Thank you, Secretary Foxx.

Airbags save lives and as the Secretary explained, a safe air bag in every vehicle is everyone’s expectation and NHTSA’s goal. Today, we take a significant step toward meeting that expectation and goal.

The question any vehicle owner will have is: How does this affect me? We know that owners are worried about their safety and their families’.

First, millions of Americans have vehicles already under recall. They may already have received a recall notice from their manufacturer. If they have, they should immediately call their local dealer to make arrangement for free repairs.

Millions more Americans own vehicles covered by the new, expanded recalls necessary under the defect determinations Takata has filed today. When a parts supplier files a defect report, affected automakers then follow with their own defect notifications. Those documents will include detailed make and model information. We have established a website, www.safercar.gov/RecallsSpotlight, with information on high-profile recalls. The Takata section of that website will be updated with information on which cars are affected by the Takata issue as quickly as possible. We are working with the automakers to help provide that information to consumers as soon as possible, but it is likely to take several days.

We recommend that vehicle owners check their Vehicle Identification Number for open recalls often by using the VIN lookup tool at safercar.gov. And again, if you receive a notification from your manufacturer, please make an appointment to have your vehicle repaired.

Takata’s defect notifications are a significant step toward our goal of a safe air bag in every American vehicle. But as we have said repeatedly, and emphasized again this week, it is not enough to identify defects. To save lives and prevent injuries, defects must be repaired.

That is why we are launching the coordinated remedy proceeding. At more than 33 million vehicles, and with 11 manufacturers and multiple suppliers involved, this is an enormously complex situation. We want to ensure that the remedy is organized so that safety comes first. We will coordinate remedy actions to ensure that we are appropriately addressing the highest risks quickly and that every American who is at risk gets a safe air bag in their vehicle as rapidly as possible.

In addition, NHTSA has begun its own testing plan.

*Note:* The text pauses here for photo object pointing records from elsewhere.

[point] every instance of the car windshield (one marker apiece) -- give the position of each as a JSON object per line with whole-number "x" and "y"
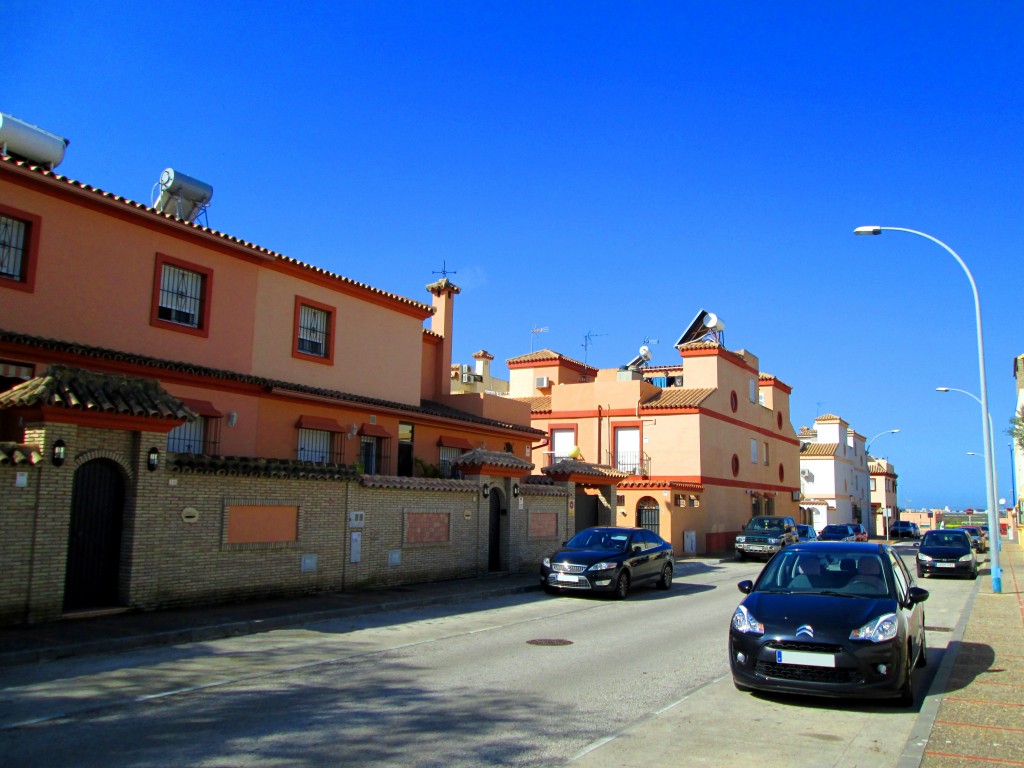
{"x": 762, "y": 523}
{"x": 597, "y": 539}
{"x": 945, "y": 539}
{"x": 843, "y": 573}
{"x": 836, "y": 529}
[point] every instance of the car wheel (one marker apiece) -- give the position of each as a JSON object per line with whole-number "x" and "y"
{"x": 665, "y": 583}
{"x": 622, "y": 586}
{"x": 905, "y": 697}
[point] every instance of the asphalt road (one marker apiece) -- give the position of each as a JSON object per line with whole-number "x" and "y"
{"x": 527, "y": 680}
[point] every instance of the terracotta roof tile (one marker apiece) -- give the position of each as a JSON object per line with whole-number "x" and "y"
{"x": 677, "y": 397}
{"x": 78, "y": 389}
{"x": 81, "y": 350}
{"x": 544, "y": 355}
{"x": 174, "y": 221}
{"x": 569, "y": 467}
{"x": 17, "y": 454}
{"x": 240, "y": 466}
{"x": 419, "y": 483}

Already, Takata, individual manufacturers, a coalition of manufacturers, and private plaintiffs have launched testing programs. However, given the size and complexity of this recall, we will conduct our own testing, to confirm results of other testing programs and to focus on the intended remedy to ensure that remedy inflators aren’t just safer, but are fully safe.

That is why the consent order Takata has entered into requires the company to fully cooperate with NHTSA’s evaluation of the adequacy of proposed remedy inflators. We intend to make sure that at the end of this process there is a safe air bag in every vehicle – safe not just for a while, but safe for as long as a vehicle is on the road.